History
The Mission Faculty of Nursing at Asia-Pacific International University began as the Mission Hospital Nursing School. It was founded by Dr. Raff F. Waddale and his wife, Seventh-Day Adventist missionaries who were authorized to establish a Mission hospital in Thailand in 1937. The Mission Hospital Nursing School opened in 1947 to teach a 3-year nursing program. Study programs expanded in 1955 with the addition of a 6-month course in Midwifery. In 1958, Her Majesty Queen Sirikit presided over the opening ceremony of a new three-storey residence and classroom building.
In 1986, the Mission Hospital Nursing School received approval from the Ministry of University Affairs to become an established higher education institution under the name “Mission College.” The Faculty of Nursing was the first faculty of the institution. Mission College established a campus in Muak Lek, Saraburi, Thailand in 1990, and created the Faculty of Business Administration soon after the opening of the new campus.

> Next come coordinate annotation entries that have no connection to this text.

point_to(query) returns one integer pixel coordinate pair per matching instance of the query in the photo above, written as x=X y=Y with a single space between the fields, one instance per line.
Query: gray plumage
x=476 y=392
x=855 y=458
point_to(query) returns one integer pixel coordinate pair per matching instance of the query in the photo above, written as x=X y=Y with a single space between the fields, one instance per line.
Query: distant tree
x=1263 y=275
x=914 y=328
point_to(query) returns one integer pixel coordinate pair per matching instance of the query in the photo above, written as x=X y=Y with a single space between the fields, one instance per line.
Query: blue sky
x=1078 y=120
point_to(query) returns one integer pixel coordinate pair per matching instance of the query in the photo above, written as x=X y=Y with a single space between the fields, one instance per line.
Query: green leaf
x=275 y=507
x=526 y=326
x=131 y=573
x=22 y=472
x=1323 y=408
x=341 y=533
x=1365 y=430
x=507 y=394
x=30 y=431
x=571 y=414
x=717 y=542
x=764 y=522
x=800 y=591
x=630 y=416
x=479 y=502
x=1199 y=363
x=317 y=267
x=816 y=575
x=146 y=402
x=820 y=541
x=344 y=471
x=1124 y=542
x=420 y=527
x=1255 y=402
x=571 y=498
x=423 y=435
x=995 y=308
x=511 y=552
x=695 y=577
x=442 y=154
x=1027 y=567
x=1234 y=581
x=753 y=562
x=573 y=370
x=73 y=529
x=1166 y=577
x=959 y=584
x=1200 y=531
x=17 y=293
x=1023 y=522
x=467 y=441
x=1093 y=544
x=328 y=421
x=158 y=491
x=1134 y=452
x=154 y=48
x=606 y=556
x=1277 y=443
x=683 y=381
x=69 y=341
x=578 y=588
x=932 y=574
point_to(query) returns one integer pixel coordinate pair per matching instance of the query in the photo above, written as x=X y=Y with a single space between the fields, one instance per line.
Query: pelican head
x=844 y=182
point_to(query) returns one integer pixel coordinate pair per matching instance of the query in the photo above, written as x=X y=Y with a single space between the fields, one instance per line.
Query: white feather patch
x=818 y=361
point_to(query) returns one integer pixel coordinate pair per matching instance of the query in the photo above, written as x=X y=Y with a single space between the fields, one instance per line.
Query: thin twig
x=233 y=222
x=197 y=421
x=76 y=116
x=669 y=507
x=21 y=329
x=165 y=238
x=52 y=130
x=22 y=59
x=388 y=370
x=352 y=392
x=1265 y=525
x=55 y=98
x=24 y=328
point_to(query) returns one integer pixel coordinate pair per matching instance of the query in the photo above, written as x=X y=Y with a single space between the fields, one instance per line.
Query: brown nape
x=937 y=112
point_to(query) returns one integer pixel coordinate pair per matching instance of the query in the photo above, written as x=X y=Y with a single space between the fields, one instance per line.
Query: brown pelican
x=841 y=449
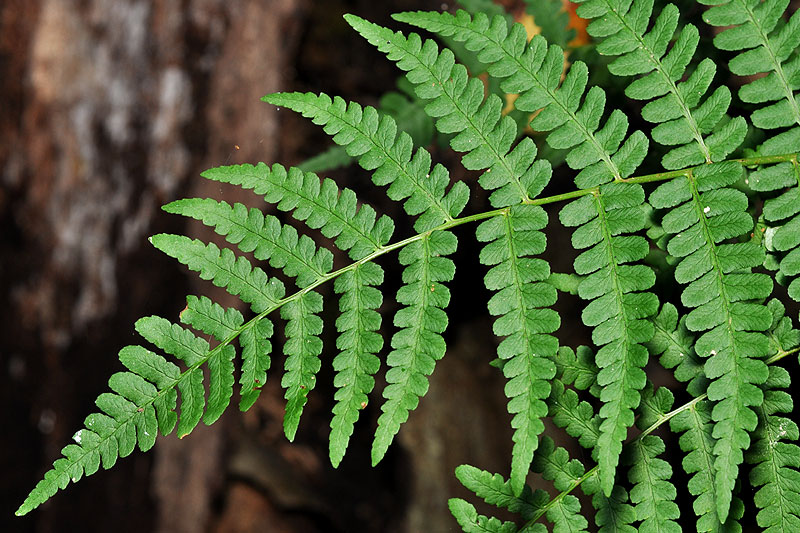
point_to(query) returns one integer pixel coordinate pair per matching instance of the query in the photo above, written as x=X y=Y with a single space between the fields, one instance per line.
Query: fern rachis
x=695 y=224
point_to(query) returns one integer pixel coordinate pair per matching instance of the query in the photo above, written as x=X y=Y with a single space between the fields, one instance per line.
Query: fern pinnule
x=619 y=308
x=701 y=131
x=776 y=457
x=224 y=269
x=457 y=103
x=782 y=214
x=373 y=138
x=766 y=45
x=143 y=402
x=471 y=522
x=302 y=348
x=418 y=344
x=653 y=494
x=358 y=343
x=534 y=71
x=521 y=303
x=725 y=298
x=297 y=255
x=673 y=342
x=696 y=425
x=256 y=349
x=209 y=317
x=320 y=203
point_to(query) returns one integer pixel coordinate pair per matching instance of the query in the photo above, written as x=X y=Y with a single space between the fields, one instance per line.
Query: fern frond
x=471 y=522
x=495 y=490
x=534 y=71
x=522 y=302
x=553 y=20
x=697 y=441
x=418 y=344
x=724 y=294
x=321 y=204
x=143 y=402
x=223 y=324
x=577 y=417
x=783 y=214
x=374 y=139
x=268 y=239
x=618 y=308
x=576 y=367
x=653 y=494
x=769 y=46
x=302 y=348
x=673 y=342
x=701 y=131
x=256 y=347
x=224 y=269
x=457 y=102
x=358 y=341
x=776 y=460
x=614 y=513
x=784 y=338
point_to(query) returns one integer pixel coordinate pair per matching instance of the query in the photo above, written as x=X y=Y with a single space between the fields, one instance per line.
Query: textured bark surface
x=111 y=108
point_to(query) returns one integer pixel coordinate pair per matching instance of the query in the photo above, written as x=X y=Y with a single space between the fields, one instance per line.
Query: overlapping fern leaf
x=722 y=339
x=724 y=296
x=620 y=304
x=701 y=131
x=418 y=344
x=768 y=46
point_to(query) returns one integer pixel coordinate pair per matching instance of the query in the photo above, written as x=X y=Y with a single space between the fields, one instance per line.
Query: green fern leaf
x=653 y=495
x=256 y=348
x=265 y=236
x=224 y=269
x=418 y=344
x=614 y=513
x=143 y=403
x=457 y=102
x=777 y=462
x=576 y=367
x=701 y=130
x=782 y=335
x=358 y=343
x=528 y=348
x=697 y=441
x=222 y=324
x=191 y=350
x=211 y=318
x=673 y=342
x=374 y=139
x=708 y=214
x=471 y=522
x=618 y=308
x=534 y=71
x=553 y=19
x=495 y=490
x=575 y=416
x=768 y=47
x=783 y=215
x=322 y=205
x=302 y=348
x=164 y=375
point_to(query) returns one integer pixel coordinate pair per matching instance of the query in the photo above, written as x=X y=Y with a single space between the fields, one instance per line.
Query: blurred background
x=111 y=108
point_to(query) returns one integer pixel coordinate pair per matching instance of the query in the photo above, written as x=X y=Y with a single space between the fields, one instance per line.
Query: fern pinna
x=677 y=256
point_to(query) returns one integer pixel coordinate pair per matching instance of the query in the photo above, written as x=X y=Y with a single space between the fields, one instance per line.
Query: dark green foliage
x=676 y=267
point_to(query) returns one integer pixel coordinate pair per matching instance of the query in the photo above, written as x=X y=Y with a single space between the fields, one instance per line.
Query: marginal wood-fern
x=685 y=217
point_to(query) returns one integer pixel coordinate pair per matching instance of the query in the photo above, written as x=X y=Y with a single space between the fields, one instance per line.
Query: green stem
x=661 y=420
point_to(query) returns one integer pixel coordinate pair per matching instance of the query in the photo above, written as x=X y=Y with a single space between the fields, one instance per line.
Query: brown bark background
x=111 y=108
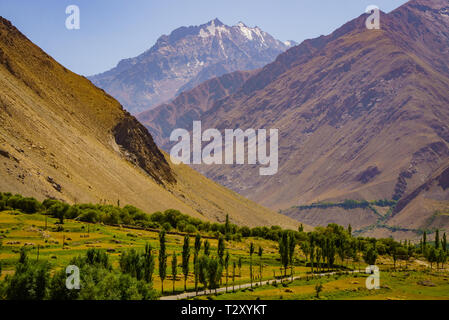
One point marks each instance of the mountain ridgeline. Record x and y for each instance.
(362, 114)
(63, 138)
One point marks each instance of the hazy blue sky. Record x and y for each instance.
(115, 29)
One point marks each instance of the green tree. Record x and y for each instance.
(240, 266)
(227, 225)
(424, 243)
(31, 281)
(162, 259)
(206, 248)
(284, 251)
(203, 265)
(226, 265)
(174, 269)
(318, 289)
(214, 273)
(370, 255)
(260, 253)
(444, 243)
(148, 263)
(186, 259)
(291, 251)
(437, 239)
(251, 252)
(221, 249)
(195, 259)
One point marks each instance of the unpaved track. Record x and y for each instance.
(187, 295)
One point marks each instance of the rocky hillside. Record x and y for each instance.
(189, 106)
(186, 58)
(362, 114)
(62, 137)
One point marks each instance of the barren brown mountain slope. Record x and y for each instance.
(362, 114)
(189, 106)
(426, 207)
(62, 137)
(186, 58)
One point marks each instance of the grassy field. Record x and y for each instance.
(17, 230)
(412, 285)
(47, 243)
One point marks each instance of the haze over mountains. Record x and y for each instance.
(362, 114)
(186, 58)
(61, 137)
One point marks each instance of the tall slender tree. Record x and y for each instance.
(221, 250)
(233, 276)
(227, 225)
(206, 248)
(240, 267)
(214, 273)
(226, 264)
(260, 253)
(437, 239)
(444, 243)
(186, 259)
(148, 263)
(291, 251)
(251, 252)
(195, 259)
(162, 259)
(424, 242)
(284, 250)
(174, 269)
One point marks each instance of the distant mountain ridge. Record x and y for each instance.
(63, 138)
(362, 114)
(186, 58)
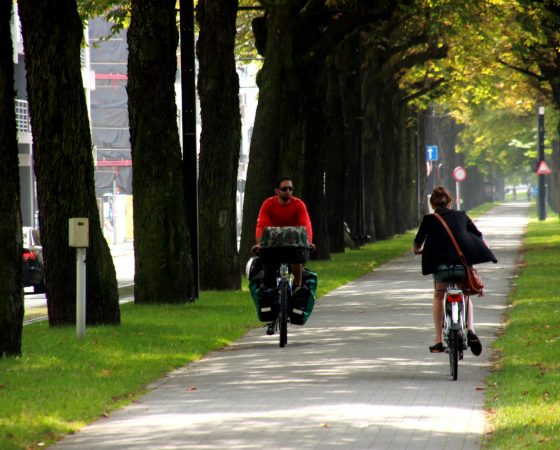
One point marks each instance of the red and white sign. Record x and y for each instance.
(543, 169)
(459, 174)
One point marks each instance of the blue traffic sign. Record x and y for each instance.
(431, 153)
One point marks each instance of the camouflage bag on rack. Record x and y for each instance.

In 1997, Southeast Asia Union College (SAUC), a tertiary institution affiliated with the Seventh-Day Adventist group in Singapore, merged with Mission College with the intention to combine the quality international programs of SAUC and retain and develop the Thai-medium programs operated by Mission College to create a bilingual institution. The vision was to build a Living & Leaning Center, where schools, living quarters, and the church would be in the same area.
The Mission College name was officially changed on June 30, 2009 to “Asia-Pacific International University”, classified under Group B (Institute focusing on teaching undergraduates). Currently, the Mission Faculty of Nursing is one of the six faculties of Asia-Pacific International University.